A declaração foi feita durante visita ao Hospital Federal do Andaraí, Zona Norte do Rio de Janeiro, ao lado do presidente Luiz Inácio Lula da Silva, do ministro da Saúde, Alexandre Padilha, e de autoridades estaduais e municipais. O diretor-geral da OMS destacou que poucos países possuem um sistema público com cobertura tão ampla.

“O SUS é um dos raríssimos sistemas de saúde no mundo que cobre toda a população. Com isso, garante acesso às pessoas que não têm condições de pagar pelos serviços de saúde”, disse.

“O Brasil mostra ao mundo que serve como exemplo. O sistema de saúde brasileiro é universal e demonstra que saúde deve ser para todos, não apenas para alguns”, complementou.

Tedros ainda elogiou a atuação do Brasil na agenda internacional da saúde, citando o acordo global sobre pandemias aprovado neste ano e a cooperação histórica entre a OMS e a Fundação Oswaldo Cruz (Fiocruz).

Hepatite B
Tedros participou da entrega do dossiê que marca o início do processo de certificação internacional para a eliminação da transmissão vertical da hepatite B (de mãe para filho) como problema de saúde pública no Brasil. O documento foi apresentado no Dia Mundial de Luta contra as Hepatites Virais. Segundo ele, o resultado é fruto de anos de trabalho de profissionais de saúde, pesquisadores e comunidades em todo o país.

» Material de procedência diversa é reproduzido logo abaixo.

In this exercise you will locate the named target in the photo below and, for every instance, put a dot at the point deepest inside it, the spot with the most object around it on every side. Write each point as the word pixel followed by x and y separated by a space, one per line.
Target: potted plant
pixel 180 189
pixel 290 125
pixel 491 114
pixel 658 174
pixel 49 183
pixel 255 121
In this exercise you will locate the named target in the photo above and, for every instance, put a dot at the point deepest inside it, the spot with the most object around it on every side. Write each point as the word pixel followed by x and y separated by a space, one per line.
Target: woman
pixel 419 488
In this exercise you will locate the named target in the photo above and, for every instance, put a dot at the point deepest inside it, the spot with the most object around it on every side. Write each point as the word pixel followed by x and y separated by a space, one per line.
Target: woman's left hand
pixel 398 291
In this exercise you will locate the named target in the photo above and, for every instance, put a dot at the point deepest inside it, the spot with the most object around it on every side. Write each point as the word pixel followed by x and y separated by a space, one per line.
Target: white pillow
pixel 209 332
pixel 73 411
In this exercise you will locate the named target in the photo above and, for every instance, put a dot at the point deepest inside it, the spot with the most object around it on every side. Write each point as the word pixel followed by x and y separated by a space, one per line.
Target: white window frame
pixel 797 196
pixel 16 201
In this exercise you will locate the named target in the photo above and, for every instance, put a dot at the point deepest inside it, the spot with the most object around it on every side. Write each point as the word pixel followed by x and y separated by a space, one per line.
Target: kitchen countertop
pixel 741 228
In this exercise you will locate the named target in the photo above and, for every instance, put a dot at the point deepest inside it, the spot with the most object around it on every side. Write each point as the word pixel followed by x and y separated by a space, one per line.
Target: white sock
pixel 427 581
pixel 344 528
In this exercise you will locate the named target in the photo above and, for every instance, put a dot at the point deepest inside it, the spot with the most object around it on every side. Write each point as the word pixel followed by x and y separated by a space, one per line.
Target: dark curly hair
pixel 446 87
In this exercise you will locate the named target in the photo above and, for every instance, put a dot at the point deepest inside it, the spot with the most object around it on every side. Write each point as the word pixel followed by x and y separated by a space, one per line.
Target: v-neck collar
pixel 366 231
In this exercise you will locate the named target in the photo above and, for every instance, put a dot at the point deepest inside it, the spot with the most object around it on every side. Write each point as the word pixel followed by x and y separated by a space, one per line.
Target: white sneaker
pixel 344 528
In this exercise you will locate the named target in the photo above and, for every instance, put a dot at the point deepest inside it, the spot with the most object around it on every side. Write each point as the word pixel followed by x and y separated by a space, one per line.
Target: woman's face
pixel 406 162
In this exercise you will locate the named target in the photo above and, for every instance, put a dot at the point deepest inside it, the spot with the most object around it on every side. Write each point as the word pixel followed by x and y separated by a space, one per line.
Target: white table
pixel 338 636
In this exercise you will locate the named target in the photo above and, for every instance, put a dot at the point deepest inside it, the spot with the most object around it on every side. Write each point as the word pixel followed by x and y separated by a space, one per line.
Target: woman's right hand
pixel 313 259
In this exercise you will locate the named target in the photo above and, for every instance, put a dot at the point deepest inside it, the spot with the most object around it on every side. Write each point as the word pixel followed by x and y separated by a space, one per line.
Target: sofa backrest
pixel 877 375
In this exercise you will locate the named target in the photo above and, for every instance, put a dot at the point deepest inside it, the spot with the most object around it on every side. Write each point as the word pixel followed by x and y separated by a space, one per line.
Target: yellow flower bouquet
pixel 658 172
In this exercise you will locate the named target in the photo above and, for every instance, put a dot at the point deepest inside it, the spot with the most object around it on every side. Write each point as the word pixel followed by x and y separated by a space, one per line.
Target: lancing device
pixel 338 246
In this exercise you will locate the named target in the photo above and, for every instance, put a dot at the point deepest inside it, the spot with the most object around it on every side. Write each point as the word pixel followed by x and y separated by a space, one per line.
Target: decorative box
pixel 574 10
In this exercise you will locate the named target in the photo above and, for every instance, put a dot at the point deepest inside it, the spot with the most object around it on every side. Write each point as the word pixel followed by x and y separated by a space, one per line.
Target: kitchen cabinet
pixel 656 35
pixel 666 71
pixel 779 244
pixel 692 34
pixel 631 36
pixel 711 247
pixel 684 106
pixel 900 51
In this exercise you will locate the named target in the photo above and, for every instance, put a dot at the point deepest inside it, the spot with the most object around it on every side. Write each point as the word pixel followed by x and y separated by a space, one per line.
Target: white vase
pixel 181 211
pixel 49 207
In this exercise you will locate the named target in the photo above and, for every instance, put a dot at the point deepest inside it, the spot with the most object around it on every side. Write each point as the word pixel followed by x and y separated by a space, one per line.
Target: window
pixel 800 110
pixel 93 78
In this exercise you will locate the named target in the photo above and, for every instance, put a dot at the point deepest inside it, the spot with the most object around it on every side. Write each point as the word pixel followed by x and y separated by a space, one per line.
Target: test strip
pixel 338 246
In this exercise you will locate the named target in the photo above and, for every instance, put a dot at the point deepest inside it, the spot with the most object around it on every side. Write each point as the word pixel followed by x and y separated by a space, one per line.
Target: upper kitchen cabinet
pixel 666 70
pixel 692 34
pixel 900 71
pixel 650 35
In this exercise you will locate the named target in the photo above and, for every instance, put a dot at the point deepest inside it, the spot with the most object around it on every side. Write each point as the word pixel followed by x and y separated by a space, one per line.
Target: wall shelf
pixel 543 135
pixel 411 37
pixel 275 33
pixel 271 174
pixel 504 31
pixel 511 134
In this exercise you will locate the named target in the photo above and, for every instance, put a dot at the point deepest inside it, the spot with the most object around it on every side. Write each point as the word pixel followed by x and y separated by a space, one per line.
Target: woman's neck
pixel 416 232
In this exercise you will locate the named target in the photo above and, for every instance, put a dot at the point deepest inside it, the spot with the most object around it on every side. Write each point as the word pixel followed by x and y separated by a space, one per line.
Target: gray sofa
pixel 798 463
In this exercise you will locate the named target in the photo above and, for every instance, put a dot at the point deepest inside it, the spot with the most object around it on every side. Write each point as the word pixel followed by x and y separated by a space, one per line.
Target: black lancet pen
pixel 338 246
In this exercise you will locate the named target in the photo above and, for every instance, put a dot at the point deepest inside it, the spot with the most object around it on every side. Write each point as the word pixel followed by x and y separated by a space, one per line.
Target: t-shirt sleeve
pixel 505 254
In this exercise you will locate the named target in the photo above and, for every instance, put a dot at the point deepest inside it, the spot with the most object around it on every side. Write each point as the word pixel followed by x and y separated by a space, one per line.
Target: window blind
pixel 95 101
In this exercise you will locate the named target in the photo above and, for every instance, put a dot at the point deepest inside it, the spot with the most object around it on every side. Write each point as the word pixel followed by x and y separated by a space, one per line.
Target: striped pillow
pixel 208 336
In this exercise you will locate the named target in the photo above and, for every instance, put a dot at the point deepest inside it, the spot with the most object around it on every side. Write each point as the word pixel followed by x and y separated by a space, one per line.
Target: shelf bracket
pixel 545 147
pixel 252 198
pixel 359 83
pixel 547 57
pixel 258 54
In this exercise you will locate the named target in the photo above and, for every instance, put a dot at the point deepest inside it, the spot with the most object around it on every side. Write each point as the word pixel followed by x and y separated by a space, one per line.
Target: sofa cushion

“Mais uma vez, agradeço ao Brasil por mostrar que a eliminação é uma disciplina, e não apenas um slogan”, disse.

A visita de Tedros ao Hospital Federal do Andaraí ocorreu durante sua passagem pelo Brasil para participar da Conferência Internacional sobre HIV/Aids e de compromissos com o Ministério da Saúde relacionados às estratégias de eliminação de doenças e fortalecimento da cooperação entre a OMS e instituições brasileiras. Durante a visita, o presidente Luiz Inácio Lula da Silva afirmou que a recuperação dos hospitais federais do Rio de Janeiro busca transformar essas unidades em centros de excelência.

“Não existe no planeta um país com mais de 100 milhões de habitantes que tenha um sistema universal de saúde funcionando como o nosso SUS”, disse.

“O SUS funciona porque os faxineiros, os enfermeiros, os médicos, os técnicos e todos os trabalhadores tiveram coragem de cuidar das pessoas. É por isso que estamos fortalecendo o SUS”, complementou.

Tratamento de câncer
O ministro da Saúde, Alexandre Padilha, afirmou que a visita permitiu apresentar à OMS parte das ações desenvolvidas pelo sistema público brasileiro.

“Nós vamos consolidar no Brasil a maior rede pública universal de prevenção, diagnóstico e tratamento do câncer do mundo”, disse o ministro.

Padilha também destacou a ampliação da infraestrutura para o tratamento oncológico, com novos centros de radioterapia, a expansão do Brasil Sorridente, da cirurgia robótica no SUS, do transporte sanitário e da atenção básica.